The tip of Dumbledore's long, crooked nose was barely an inch from Mrs. Norris's fur. He was looking at her closely through his half-moon spectacles, his long fingers gently prodding and poking. Professor McGonagall was bent almost as close, her eyes narrowed. Snape loomed behind them, half in shadow, wearing a most peculiar expression: It was as though he was trying hard not to smile. 

And Lockhart was hovering around all of them, making suggestions. "It was definitely a curse that killed her — probably the Transmogrifian Torture — I've seen it used many times, so unlucky I wasn't there, I know the very countercurse that would have saved her. . . ." Lockhart's comments were punctuated by Filch's dry, racking sobs. He was slumped in a chair by the desk, unable to look at Mrs. Norris, his face in his hands. Much as he detested Filch, Harry couldn't help feeling a bit sorry for him, though not nearly as sorry as he felt for himself. 

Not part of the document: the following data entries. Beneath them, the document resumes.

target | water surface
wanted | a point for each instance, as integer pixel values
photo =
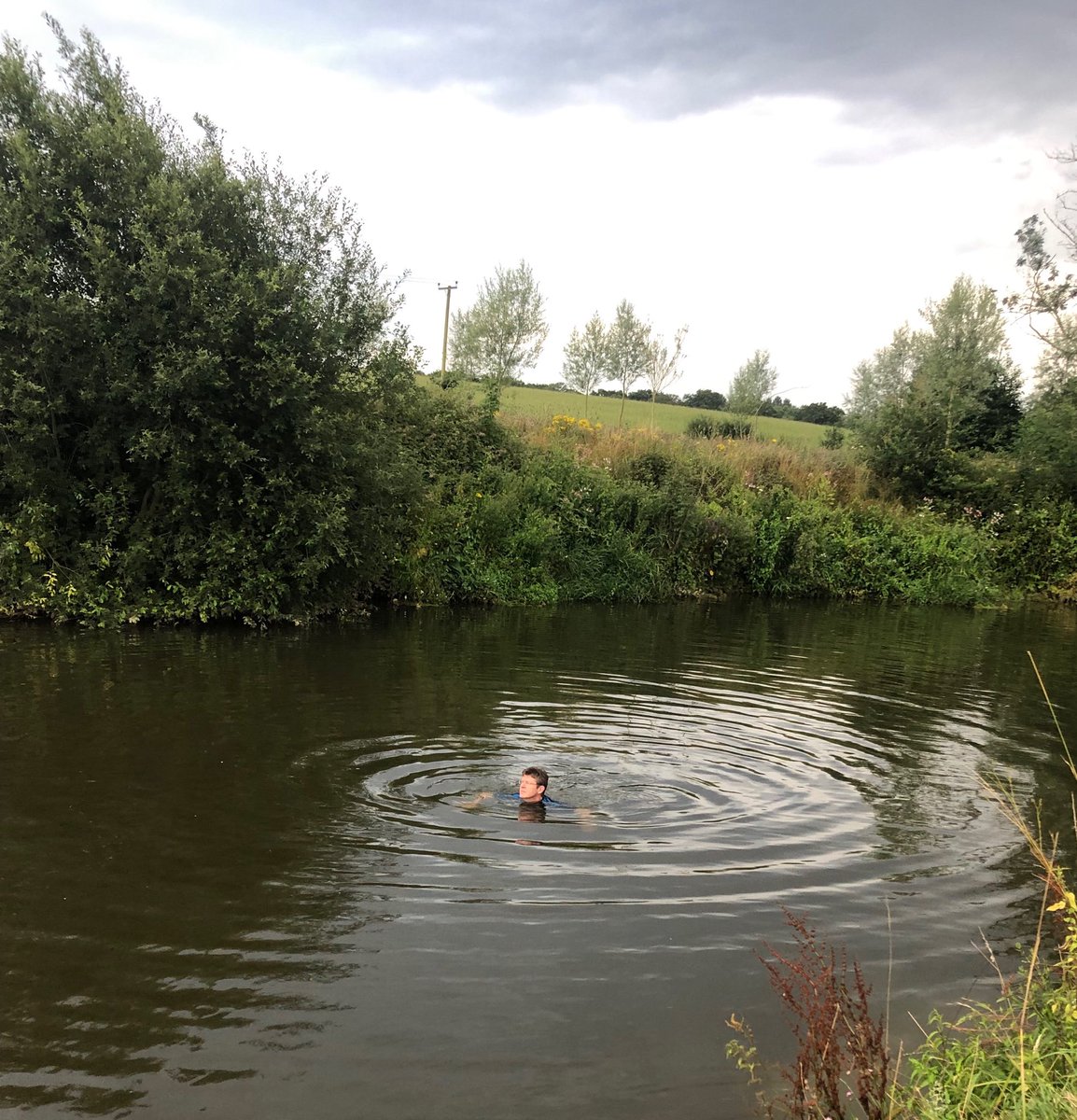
(239, 876)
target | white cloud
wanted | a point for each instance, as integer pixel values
(783, 223)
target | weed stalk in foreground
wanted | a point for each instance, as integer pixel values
(842, 1056)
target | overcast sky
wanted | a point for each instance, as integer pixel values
(798, 176)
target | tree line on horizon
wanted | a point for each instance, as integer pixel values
(207, 409)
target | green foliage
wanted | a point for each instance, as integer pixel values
(587, 357)
(752, 385)
(628, 348)
(706, 399)
(702, 428)
(936, 398)
(503, 333)
(1046, 449)
(198, 380)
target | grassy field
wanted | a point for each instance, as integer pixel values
(545, 403)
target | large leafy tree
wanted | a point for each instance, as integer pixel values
(937, 397)
(752, 385)
(504, 330)
(197, 373)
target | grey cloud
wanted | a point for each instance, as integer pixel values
(987, 62)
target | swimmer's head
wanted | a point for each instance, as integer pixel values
(533, 784)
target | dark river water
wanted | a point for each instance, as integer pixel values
(240, 877)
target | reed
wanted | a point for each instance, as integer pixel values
(1014, 1058)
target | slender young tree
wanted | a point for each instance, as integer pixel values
(587, 357)
(752, 384)
(503, 333)
(1050, 294)
(662, 365)
(629, 351)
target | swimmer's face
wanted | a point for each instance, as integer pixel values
(530, 790)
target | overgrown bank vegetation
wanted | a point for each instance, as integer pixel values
(207, 413)
(1011, 1058)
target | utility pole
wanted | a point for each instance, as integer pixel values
(448, 289)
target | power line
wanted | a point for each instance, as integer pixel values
(448, 289)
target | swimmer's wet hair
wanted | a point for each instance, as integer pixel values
(538, 774)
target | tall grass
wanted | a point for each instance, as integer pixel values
(542, 404)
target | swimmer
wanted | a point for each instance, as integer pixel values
(533, 783)
(531, 798)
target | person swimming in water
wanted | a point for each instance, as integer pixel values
(531, 795)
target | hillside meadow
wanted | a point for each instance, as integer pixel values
(543, 404)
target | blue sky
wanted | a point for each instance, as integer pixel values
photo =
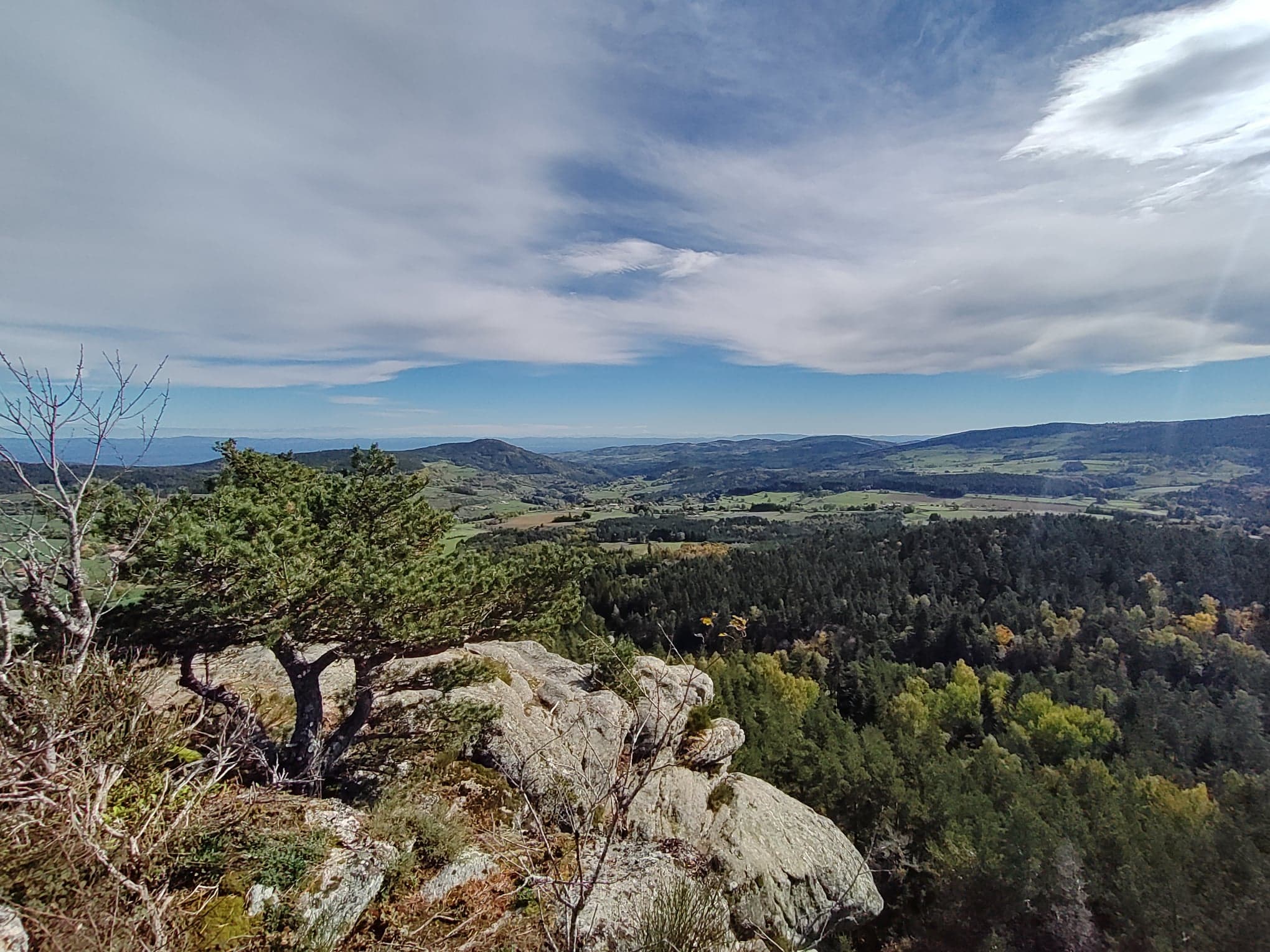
(644, 218)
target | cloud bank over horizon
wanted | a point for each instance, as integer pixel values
(336, 198)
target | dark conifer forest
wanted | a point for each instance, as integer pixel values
(1051, 733)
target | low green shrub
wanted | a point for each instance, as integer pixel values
(282, 860)
(417, 821)
(682, 915)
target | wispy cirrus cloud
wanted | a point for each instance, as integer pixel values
(332, 195)
(1189, 88)
(637, 256)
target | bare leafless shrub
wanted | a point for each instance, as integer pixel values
(96, 791)
(46, 565)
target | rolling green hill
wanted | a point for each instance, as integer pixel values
(487, 455)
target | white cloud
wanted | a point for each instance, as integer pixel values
(636, 256)
(1189, 86)
(336, 198)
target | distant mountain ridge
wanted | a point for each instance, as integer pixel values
(1177, 438)
(657, 461)
(488, 455)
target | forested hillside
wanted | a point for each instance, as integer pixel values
(1052, 730)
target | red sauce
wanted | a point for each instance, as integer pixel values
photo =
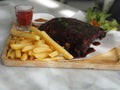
(96, 43)
(24, 18)
(40, 20)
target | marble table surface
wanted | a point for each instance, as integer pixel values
(32, 78)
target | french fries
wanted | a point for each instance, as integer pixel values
(51, 42)
(35, 45)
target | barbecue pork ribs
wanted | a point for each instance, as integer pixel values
(76, 36)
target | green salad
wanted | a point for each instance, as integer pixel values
(98, 18)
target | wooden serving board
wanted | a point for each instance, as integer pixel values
(108, 60)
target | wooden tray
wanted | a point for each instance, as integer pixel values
(108, 60)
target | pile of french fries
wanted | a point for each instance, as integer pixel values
(35, 45)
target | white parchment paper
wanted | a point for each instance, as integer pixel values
(111, 40)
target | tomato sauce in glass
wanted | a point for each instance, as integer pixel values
(24, 17)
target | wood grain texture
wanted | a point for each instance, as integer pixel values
(108, 61)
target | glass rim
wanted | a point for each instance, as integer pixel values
(25, 5)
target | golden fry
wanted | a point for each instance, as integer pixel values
(54, 54)
(60, 49)
(31, 57)
(41, 55)
(9, 53)
(27, 48)
(39, 42)
(24, 56)
(17, 53)
(41, 50)
(52, 59)
(16, 46)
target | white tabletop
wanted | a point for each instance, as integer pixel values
(32, 78)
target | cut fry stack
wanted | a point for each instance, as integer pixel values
(35, 45)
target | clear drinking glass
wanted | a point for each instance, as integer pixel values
(117, 42)
(24, 14)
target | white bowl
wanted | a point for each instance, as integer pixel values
(45, 16)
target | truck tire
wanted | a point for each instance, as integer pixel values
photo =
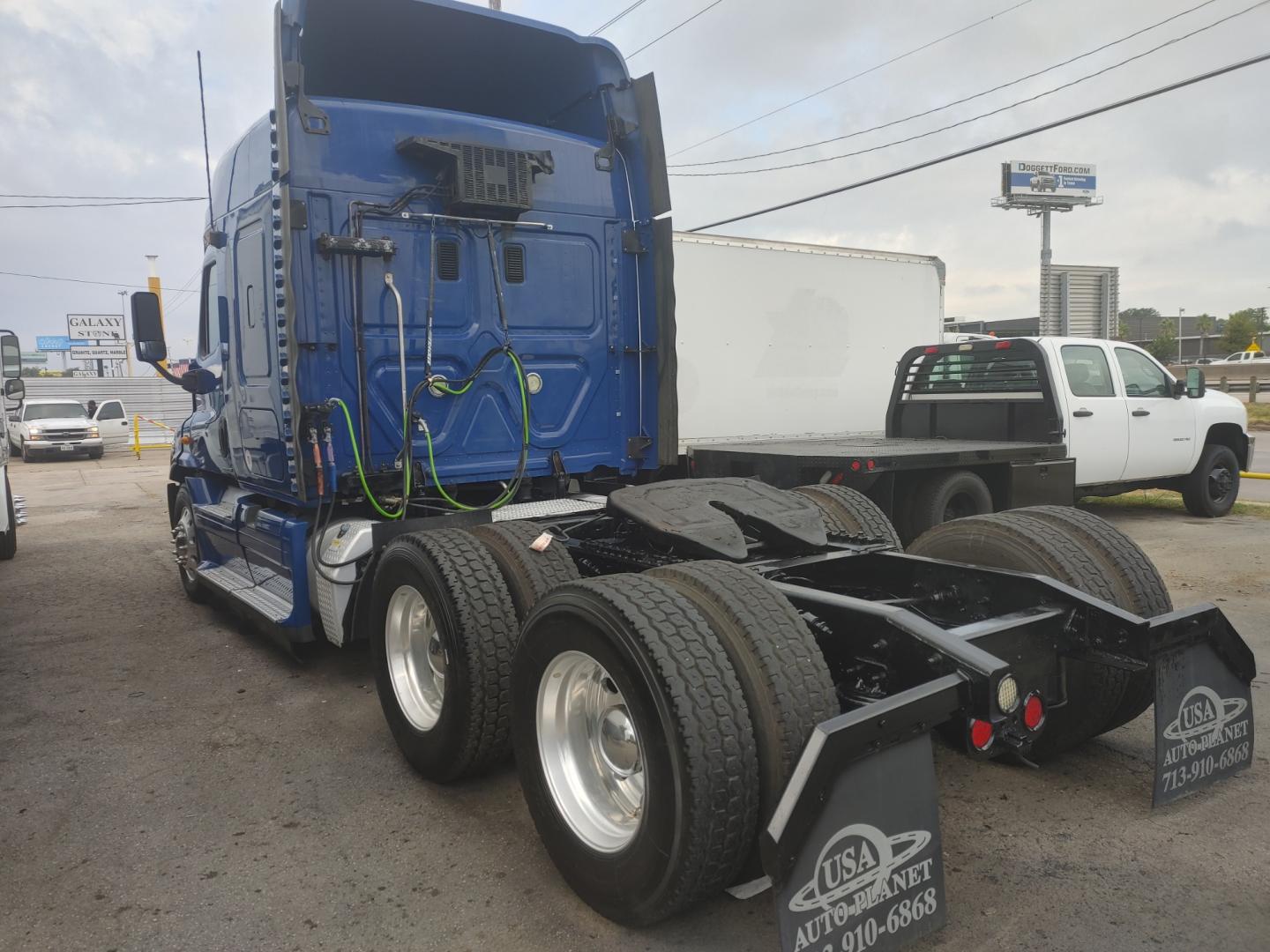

If Dumbledore believed Filch, he would be expelled for sure. Dumbledore was now muttering strange words under his breath and tapping Mrs. Norris with his wand, but nothing happened: She continued to look as though she had been recently stuffed. 

". . . I remember something very similar happening in Ouagadogou," said Lockhart, "a series of attacks, the full story's in my autobiography, I was able to provide the townsfolk with various amulets, which cleared the matter up at once. . . ." The photographs of Lockhart on the walls were all nodding in agreement as he talked. One of them had forgotten to remove his hair net. 

At last Dumbledore straightened up. "She's not dead, Argus," he said softly. 

Lockhart stopped abruptly in the middle of counting the number of murders he had prevented.